I made sure to include basic accessibility guidelines within the System1 Design Portal so teams could ensure their respective brands adhered to best practices from the start. The portal includes straightforward guidelines on colour accessibility, providing visual tests of light and dark fonts applied over brand colours. It also establishes rules for ideal line lengths to improve reading comprehension, heading hierarchy, keyboard navigation, semantic HTML, proper image alt tags, and ensures buttons meet standard contrast ratios.

Accessibility guidelines within the System1 Design Portal
An example of accessibility documentation showcasing colour contrast, line length best practices, and button contrast rules.

Centralizing Documentation

The Single Source of Truth

To build the ultimate source of truth, I collaborated across departments.

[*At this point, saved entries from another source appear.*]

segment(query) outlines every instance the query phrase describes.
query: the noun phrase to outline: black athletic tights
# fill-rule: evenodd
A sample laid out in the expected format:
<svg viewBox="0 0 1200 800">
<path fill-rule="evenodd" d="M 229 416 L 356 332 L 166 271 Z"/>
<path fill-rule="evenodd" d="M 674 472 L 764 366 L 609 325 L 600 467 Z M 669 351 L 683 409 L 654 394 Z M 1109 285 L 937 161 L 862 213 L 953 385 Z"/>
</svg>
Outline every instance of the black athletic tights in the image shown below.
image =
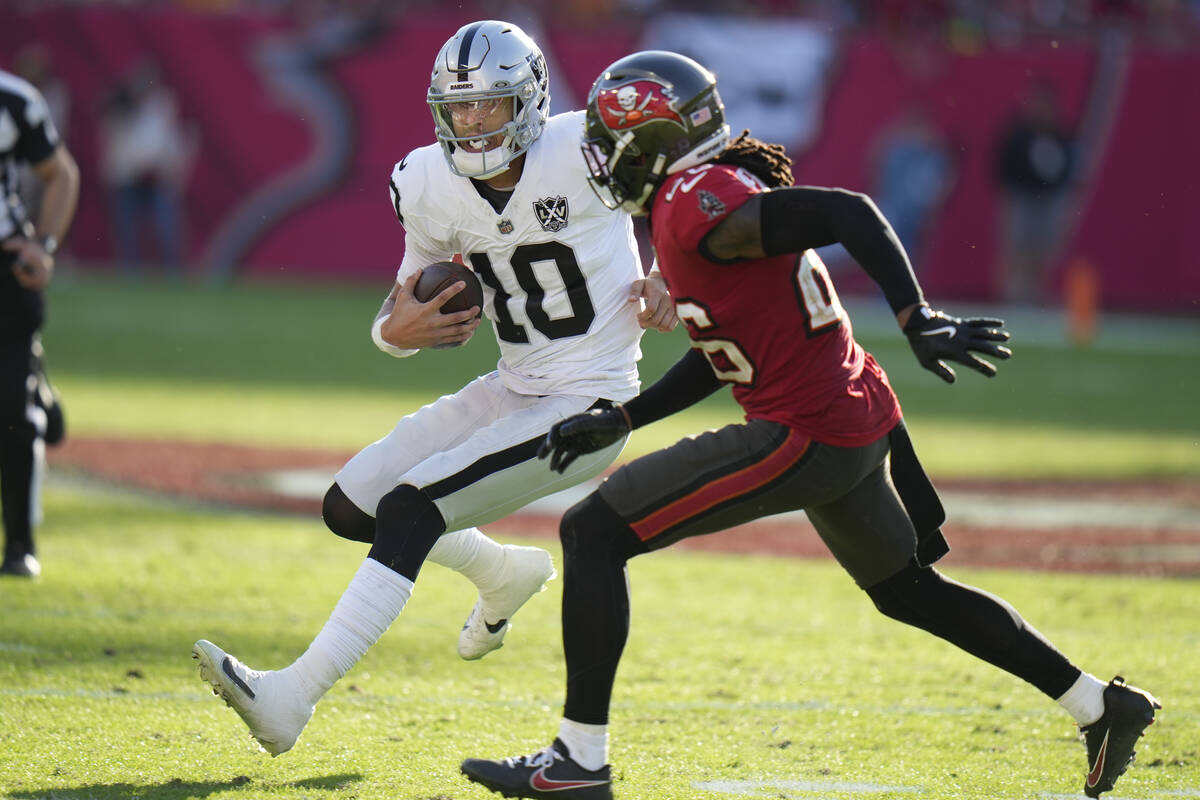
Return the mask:
<svg viewBox="0 0 1200 800">
<path fill-rule="evenodd" d="M 564 716 L 608 722 L 617 664 L 629 636 L 626 562 L 645 545 L 597 494 L 572 507 L 563 544 Z M 1057 698 L 1079 669 L 1004 600 L 912 564 L 867 590 L 876 607 L 928 631 Z"/>
<path fill-rule="evenodd" d="M 1006 601 L 933 567 L 909 564 L 867 594 L 892 619 L 945 639 L 1052 698 L 1079 677 L 1079 669 Z"/>
</svg>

I worked directly with the independent teams managing MapQuest, Waterfox, and Total to port their isolated Figma guidelines into the central portal.

Brand identities applied within the design system
Each brand was given a unique theme on the portal utilizing their own typography, colours, and logo, making each individual system feel unique and representative of the documentation it contains.

Each brand has the ability to tailor guidelines as they see fit. While some prefer highly detailed rules, others want more basic guidelines, like Waterfox.

MapQuest design system guidelines
The MapQuest design system.
Waterfox design system guidelines
The Waterfox design system utilizes far more basic guidelines.

I designed and developed the portal as a custom WordPress theme, prioritizing ease of editing so stakeholders across all 10+ brands could make updates easily. By housing interactive demos alongside copy-pasteable code snippets, I successfully bridged the gap between Figma mockups and front-end development across the entire organization.

System1 design portal picture of website
The finalized Design Portal serving as the central source of truth across the organization.

Adoption & Impact

Driving Organizational Change

Building the system was only half the battle; driving adoption required constant advocacy. I conducted interactive training sessions and introduced the design portal to over 200 employees during a company-wide meeting.

It quickly became a cornerstone of our onboarding process. By providing a unified hub, new designers and engineers gained immediate access to the "System1 way of thinking," significantly reducing ramp-up time.

Measurable Outcomes

  • Efficiency: Engineers utilized pre-built, documented components, bypassing structural headaches and reducing development time.
  • Consistency: Designers leveraged shared templates to mock up high-fidelity screens for internal properties (Checkin, CarsGenius) with massive structural parity.
  • Unification: By aligning disparate teams under one portal, we stabilized brand standards across 10+ applications without stripping independent properties of their unique identities.